Sunday, March 3, 2019


While scrolling through the list of free movies available on Xfinity OnDemand last night, I stumbled upon a Western I had never heard of--a 1957 film produced by Universal called QUANTEZ, starring Fred MacMurray and one of my favorites, Dorothy Malone.

The movie begins with five figures riding hell bent for leather through an arid landscape. The group is in flight from a posse after committing a bank robbery. The members of the group are Gentry (Fred MacMurray), Heller (John Larch), Teach (John Gavin), Gato (Sydney Chaplin), and Heller's woman Chaney (Dorothy Malone). The fugitives' horses need rest badly, and they decide to stop off at a small village called Quantez before crossing the border. They find Quantez to be deserted--what they don't know is that the inhabitants have been chased away by an Apache chief (Michael Ansara). The group rests for the night, and spends most of the time sniping at one another. Things come to a head the next morning, when the individual battles between the group are settled and the Apaches attack.

Despite the presence of major stars like MacMurray and Malone, QUANTEZ has a very B-movie attitude about it. The film is only 80 minutes long, and the budget couldn't have been all that much, considering there are only a few main characters, and the story takes place in an abandoned small town. (The movie is in color and Cinemascope.) If you are looking for Wild West action, you won't find much in QUANTEZ--even the climatic Indian attack is rather generic. The movie is more of an "adult" Western concerning the interplay between a disparate group of people.

The leader of the group is not Fred MacMurray--it's John Larch as Heller, a violent blowhard who does more talking than thinking. MacMurray's Gentry is a plain-spoken, practical man who makes knowing observations about all the other characters--if Anthony Mann had directed this film, Gentry would have been played by James Stewart. John Gavin's Teach is young and inexperienced, and Sydney Chaplin (Charlie's son) as Gato is a sneaky fellow. Gato is a white man raised by Native Americans, and during the group's stay he secretly ventures off into the hills and makes contact with Michael Ansara's Apache chief.

Dorothy Malone plays another of her many "beautiful women who have led a hard life" roles as Chaney. (If you think the name of Chaney is unusual for such a woman--could it have been an in-joke, since that same year Malone played Lon Chaney's first wife in the biopic THE MAN OF A THOUSAND FACES, also for Universal?) Since Chaney is the only woman in the film, you can guess that she causes trouble among all the men in the group. (Despite admitting she's been treated like trash most of her life, and suffering the effects of outrunning a posse on horseback, she still looks pretty darn good.) Heller yells at her and bosses her around--at one point he demands that she sing, reminding me of a similar scene involving Claire Trevor in KEY LARGO.

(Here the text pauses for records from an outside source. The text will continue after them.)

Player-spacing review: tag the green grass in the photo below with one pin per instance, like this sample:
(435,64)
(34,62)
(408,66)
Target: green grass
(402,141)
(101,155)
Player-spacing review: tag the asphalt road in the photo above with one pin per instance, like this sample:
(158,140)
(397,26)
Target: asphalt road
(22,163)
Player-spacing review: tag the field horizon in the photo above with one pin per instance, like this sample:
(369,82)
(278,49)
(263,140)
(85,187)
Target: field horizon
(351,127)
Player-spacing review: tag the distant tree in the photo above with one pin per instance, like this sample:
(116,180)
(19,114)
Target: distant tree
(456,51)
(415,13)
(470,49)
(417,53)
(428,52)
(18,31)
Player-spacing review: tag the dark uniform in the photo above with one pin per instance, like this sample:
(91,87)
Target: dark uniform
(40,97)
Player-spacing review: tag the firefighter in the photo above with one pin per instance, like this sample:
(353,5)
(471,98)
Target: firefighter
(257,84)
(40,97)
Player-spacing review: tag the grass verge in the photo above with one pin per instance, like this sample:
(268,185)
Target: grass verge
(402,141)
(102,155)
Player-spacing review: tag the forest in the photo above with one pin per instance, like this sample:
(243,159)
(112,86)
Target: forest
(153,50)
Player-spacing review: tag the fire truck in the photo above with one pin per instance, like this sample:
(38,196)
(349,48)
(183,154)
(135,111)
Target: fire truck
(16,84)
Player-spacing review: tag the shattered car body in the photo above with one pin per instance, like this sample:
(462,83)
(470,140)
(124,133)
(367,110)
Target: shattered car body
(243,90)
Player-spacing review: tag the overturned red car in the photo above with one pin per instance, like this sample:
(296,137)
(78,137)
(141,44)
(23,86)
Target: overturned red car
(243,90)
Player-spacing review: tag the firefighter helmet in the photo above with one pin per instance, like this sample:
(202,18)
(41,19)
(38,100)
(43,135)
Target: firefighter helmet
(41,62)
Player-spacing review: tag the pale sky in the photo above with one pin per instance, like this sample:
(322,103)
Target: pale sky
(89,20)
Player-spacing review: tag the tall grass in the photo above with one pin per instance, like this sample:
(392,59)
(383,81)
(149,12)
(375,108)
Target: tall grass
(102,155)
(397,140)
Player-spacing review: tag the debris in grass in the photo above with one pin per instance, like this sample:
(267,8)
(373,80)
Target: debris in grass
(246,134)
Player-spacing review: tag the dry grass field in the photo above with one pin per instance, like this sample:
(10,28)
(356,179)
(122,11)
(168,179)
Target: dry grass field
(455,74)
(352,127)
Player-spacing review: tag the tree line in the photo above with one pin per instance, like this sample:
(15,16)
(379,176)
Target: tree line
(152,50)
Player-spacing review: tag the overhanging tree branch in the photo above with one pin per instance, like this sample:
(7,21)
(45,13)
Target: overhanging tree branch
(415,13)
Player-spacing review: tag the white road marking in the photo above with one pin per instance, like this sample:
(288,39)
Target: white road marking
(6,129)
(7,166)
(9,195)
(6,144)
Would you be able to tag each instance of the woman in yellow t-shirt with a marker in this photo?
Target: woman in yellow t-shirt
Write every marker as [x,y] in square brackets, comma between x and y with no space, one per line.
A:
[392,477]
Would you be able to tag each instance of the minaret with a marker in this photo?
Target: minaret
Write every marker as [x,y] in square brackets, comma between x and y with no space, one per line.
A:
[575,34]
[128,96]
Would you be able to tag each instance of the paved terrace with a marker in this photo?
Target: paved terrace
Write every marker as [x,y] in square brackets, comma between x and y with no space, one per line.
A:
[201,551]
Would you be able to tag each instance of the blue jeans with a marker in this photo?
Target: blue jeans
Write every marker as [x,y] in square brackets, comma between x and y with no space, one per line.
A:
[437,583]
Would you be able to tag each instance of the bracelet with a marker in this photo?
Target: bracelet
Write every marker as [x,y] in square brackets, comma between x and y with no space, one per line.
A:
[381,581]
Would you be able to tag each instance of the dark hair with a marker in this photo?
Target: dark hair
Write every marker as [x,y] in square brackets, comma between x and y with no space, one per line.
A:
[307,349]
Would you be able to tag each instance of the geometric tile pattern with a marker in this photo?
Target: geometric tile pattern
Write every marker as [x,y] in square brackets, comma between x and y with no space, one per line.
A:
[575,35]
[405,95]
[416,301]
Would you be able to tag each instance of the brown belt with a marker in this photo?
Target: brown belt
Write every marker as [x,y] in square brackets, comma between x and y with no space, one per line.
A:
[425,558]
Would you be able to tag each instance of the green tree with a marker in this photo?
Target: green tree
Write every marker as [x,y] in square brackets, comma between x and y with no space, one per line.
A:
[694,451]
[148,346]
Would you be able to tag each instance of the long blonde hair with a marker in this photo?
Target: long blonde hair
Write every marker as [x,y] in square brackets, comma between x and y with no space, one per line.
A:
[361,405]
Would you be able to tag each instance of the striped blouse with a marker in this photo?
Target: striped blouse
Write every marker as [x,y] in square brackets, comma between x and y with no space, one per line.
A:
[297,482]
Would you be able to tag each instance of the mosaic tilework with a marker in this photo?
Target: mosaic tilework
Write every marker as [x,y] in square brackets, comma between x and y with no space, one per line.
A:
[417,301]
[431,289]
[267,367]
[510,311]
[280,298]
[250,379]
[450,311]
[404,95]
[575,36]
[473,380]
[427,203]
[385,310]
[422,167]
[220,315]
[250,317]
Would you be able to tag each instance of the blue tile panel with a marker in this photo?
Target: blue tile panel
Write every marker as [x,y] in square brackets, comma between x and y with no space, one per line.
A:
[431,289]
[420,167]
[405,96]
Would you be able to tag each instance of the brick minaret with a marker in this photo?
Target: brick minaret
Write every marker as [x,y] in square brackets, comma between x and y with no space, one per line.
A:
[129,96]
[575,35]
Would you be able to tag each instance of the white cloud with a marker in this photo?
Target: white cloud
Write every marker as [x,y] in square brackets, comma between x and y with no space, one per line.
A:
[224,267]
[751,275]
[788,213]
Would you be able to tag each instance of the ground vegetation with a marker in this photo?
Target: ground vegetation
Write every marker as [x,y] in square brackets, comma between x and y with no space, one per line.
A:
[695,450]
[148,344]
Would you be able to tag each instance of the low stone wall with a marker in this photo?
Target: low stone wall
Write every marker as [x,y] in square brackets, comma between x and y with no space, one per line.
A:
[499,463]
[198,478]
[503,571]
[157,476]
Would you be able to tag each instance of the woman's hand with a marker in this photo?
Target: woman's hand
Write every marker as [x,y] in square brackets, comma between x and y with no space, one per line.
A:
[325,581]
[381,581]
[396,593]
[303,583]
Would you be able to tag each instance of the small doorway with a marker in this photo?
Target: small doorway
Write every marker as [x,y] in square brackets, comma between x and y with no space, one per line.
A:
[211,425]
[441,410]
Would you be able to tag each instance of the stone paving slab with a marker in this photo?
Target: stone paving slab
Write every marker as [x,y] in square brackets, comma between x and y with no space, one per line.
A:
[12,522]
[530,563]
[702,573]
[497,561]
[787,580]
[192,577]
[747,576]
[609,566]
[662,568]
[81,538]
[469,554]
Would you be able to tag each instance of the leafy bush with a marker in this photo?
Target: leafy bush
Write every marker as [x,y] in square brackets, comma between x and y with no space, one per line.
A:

The movie gives no background information on the characters at the beginning--we learn about them and their situation as the story goes along. Due to this, it's hard to get all that involved in the group's plight. You've no doubt guessed that the main conflict in the tale is between the bombastic Heller and the sensible Gentry. A wandering peddler (James Barton) who ventures into the town during the night happens to reveal a major fact about Gentry's past. This just makes the viewer wonder why Gentry would even go on a bank raid with a fellow like Heller in the first place. Fred MacMurray played a number of tough characters in his acting career, which may surprise people today who only know him from Disney movies and the MY THREE SONS TV show. MacMurray is very good as Gentry, portraying him in a quiet Gary Cooper-type manner.

QUANTEZ has a somewhat downbeat ending. This ending, and the role that Gentry has to play in it, probably was the result of the revelations about the man's past. The movie was directed in a basic manner by one Henry Keller, who I am not familiar with. QUANTEZ reminded me of the many Western TV show episodes I've seen on various retro cable channels. You could easily edit the script of this movie down to an hour, change the character names, and use it for just about every TV Western of the period (for all I know, somebody might have done that, maybe more than once). QUANTEZ is an okay time filler, nothing more.